We've had some significant encounters with strangers who seem like friends by the time we part. One such encounter was with a young Israeli Jewish woman I (Lyn) had a long conversation with over breakfast in our Lyon hostel. The wide-ranging conversation ended with her asking if we would please pray for her friend's critically ill baby on our Camino. Today, we have stopped at each of the numerous stone crosses en route to pause for little while, to place a small stone from our pocket onto the pile from pilgrims from all over the world and to pray for strangers, family, friends and our ABC community.
We walked for an hour with Daniel, a Frenchman, today and have just had a drink with him here, as we happen to be staying in the same gite tonight.

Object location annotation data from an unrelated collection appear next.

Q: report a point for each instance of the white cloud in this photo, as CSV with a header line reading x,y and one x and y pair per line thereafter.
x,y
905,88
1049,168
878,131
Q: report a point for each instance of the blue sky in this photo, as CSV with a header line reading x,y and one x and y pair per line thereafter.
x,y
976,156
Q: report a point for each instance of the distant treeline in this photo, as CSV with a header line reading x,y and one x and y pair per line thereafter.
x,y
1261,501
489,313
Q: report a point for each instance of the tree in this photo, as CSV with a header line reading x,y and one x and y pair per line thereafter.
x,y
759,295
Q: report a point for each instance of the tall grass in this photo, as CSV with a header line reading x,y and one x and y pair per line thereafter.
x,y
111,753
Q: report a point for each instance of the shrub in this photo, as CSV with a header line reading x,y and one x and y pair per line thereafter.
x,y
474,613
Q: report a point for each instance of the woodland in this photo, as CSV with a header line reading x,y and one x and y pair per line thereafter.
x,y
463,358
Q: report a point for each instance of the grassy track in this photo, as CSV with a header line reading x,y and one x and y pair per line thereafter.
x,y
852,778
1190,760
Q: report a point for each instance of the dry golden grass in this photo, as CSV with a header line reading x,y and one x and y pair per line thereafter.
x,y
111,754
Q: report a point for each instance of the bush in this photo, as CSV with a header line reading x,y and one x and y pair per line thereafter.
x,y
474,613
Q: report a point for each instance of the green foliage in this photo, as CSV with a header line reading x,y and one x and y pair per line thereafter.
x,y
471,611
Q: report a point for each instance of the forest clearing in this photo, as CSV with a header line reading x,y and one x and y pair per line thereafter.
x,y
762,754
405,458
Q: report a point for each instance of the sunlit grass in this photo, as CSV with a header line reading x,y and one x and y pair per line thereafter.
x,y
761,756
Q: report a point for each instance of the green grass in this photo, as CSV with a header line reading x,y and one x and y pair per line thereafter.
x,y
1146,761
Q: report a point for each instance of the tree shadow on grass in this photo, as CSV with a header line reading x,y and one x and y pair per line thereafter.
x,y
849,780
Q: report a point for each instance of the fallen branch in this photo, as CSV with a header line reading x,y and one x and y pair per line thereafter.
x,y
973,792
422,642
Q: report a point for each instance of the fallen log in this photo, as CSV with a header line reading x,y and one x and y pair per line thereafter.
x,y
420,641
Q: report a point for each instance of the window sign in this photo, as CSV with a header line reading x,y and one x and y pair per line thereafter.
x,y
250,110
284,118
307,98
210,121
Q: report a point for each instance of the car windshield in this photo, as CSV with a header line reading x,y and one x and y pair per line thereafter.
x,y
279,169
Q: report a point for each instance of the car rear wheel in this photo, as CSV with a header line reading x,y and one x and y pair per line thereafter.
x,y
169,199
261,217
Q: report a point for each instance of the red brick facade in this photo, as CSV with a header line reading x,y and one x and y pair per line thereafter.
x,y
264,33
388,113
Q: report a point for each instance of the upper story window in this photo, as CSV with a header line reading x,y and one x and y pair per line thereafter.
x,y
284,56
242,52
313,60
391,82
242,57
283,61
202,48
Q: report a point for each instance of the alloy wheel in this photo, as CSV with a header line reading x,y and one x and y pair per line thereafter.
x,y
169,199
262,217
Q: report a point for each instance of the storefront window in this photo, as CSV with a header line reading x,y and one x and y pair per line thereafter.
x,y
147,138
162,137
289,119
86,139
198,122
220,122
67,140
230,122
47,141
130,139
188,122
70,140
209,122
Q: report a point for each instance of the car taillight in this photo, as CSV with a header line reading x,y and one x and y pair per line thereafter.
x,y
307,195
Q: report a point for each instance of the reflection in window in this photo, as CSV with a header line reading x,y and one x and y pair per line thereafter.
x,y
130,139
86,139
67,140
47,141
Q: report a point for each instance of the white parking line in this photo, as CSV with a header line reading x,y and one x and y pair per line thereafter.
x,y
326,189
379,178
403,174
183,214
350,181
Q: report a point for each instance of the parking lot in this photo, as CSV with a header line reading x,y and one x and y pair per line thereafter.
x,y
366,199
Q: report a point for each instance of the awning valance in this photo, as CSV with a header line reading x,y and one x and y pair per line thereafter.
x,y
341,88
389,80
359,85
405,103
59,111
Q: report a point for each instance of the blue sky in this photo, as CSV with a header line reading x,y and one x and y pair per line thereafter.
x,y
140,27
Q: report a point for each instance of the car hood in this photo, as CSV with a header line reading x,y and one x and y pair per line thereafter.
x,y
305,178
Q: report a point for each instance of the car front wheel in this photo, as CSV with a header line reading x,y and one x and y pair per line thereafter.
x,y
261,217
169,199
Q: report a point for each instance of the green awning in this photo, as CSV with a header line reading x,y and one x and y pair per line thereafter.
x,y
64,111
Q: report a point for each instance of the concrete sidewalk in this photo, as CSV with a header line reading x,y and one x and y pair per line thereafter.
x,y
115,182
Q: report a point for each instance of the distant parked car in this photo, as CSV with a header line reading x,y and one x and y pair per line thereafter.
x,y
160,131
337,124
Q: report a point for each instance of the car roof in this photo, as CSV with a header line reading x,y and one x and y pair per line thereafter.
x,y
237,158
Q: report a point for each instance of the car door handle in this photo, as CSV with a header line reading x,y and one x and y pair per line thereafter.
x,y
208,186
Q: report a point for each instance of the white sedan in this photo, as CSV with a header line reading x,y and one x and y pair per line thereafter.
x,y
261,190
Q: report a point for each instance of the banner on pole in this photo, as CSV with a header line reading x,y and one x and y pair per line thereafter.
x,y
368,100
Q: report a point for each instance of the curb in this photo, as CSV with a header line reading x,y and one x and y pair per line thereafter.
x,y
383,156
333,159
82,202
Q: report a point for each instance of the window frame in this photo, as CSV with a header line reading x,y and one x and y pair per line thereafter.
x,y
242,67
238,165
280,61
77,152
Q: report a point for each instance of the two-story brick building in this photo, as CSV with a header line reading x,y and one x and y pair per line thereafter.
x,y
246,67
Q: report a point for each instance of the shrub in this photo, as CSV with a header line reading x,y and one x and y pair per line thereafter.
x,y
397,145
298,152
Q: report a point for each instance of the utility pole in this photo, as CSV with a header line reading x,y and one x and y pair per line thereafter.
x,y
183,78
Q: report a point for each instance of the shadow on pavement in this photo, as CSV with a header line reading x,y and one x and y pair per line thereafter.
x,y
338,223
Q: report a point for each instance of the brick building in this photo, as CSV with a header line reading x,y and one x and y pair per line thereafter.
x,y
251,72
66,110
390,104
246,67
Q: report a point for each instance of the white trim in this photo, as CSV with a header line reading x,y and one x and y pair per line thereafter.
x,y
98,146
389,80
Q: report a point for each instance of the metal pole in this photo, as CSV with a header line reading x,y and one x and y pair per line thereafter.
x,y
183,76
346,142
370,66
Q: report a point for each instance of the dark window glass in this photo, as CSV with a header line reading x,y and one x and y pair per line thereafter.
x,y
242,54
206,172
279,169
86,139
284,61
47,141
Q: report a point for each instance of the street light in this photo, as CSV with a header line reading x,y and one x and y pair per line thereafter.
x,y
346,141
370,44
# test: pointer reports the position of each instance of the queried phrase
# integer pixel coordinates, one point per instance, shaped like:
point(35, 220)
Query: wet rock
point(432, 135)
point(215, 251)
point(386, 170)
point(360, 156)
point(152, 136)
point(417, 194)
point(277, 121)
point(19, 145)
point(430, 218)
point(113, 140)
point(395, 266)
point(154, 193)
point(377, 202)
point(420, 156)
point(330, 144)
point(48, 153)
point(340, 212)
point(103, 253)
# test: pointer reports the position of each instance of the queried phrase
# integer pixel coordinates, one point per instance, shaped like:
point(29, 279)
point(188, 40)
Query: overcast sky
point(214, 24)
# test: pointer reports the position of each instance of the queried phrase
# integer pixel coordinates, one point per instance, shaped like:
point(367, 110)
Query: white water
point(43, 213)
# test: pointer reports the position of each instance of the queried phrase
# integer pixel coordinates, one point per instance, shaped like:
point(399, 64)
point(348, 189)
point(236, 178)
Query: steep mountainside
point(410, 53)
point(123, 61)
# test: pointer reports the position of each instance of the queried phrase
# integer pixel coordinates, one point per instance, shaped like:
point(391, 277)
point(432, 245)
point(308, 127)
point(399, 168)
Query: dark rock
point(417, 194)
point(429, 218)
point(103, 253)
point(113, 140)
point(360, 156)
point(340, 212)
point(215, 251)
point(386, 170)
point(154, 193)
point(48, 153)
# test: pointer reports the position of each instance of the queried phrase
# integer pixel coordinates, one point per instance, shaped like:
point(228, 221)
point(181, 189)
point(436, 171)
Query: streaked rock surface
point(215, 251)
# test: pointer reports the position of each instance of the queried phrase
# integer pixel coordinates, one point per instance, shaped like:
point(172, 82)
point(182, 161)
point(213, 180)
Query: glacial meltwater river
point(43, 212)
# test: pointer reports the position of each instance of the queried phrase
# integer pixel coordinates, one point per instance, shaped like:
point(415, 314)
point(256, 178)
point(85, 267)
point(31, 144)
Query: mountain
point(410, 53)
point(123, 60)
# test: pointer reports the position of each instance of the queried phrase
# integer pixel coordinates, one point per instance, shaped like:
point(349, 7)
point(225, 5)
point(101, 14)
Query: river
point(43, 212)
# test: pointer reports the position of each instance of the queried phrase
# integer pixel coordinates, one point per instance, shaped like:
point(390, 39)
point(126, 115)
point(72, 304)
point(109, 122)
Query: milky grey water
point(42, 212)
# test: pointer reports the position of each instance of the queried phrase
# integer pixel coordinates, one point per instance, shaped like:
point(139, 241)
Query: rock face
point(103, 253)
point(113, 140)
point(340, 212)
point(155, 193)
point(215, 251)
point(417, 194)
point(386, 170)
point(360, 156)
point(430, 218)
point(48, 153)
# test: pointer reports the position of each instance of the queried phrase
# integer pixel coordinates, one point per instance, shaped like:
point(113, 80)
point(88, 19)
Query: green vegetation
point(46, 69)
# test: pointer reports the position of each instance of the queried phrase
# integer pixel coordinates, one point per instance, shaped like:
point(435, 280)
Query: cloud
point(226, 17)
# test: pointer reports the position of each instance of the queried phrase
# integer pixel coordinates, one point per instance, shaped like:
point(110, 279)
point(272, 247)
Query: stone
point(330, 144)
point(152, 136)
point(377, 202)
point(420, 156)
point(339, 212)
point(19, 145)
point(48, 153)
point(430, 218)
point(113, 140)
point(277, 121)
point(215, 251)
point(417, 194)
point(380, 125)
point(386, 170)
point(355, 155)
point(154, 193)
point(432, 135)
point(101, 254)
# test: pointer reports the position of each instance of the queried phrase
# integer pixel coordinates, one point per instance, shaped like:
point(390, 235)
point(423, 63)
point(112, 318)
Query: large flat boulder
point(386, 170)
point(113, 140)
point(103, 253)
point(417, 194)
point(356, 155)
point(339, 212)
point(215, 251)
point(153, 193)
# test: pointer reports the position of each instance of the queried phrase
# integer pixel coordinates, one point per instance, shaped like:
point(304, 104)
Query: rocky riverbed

He was wonderfully encouraging with my ga-ga baby French and we had loads of laughs. Then, later up in the mountains, as we were soaking our heads under a cold tap, a young mum, two tiny daughters and later her husband, came up to the tap to do some washing. She had a little English and we chatted for quite a while. They were taking a month to walk part of the Camino with their pet donkey carrying some of their gear (& the kids). We also greatly enjoyed meeting three other strangers over what turned out to be a lengthy roadside lunch of delicious mushroom omelette (containing about 8 local varieties of mushroom, one only millimetres long). They were enjoying a very slow-paced Camino of just a few kms each day. It's surprising how well you can get by with very broken French and even more broken English.
Dinner tonight was a convivial affair with four Frenchmen, Geoff et moi around the big farmhouse table. There was lots of laughter and they were trying very hard to include us but it wasn't easy for them or us. We were reminded, as we have been on so many occasions, of how isolating it is not to have the language. We were served traditional regional fare again which was pork sausage (yes . . . again) and a special type of potato/cheese gratin.
We have experienced the wonderful simplicity of two wayside chapels today - both 12th century and one a cave. On several occasions today, we've turned to each other and thought how like NZ the scenery was.
It's supposed to rain tomorrow afternoon - time to christen the ponchos for 2016.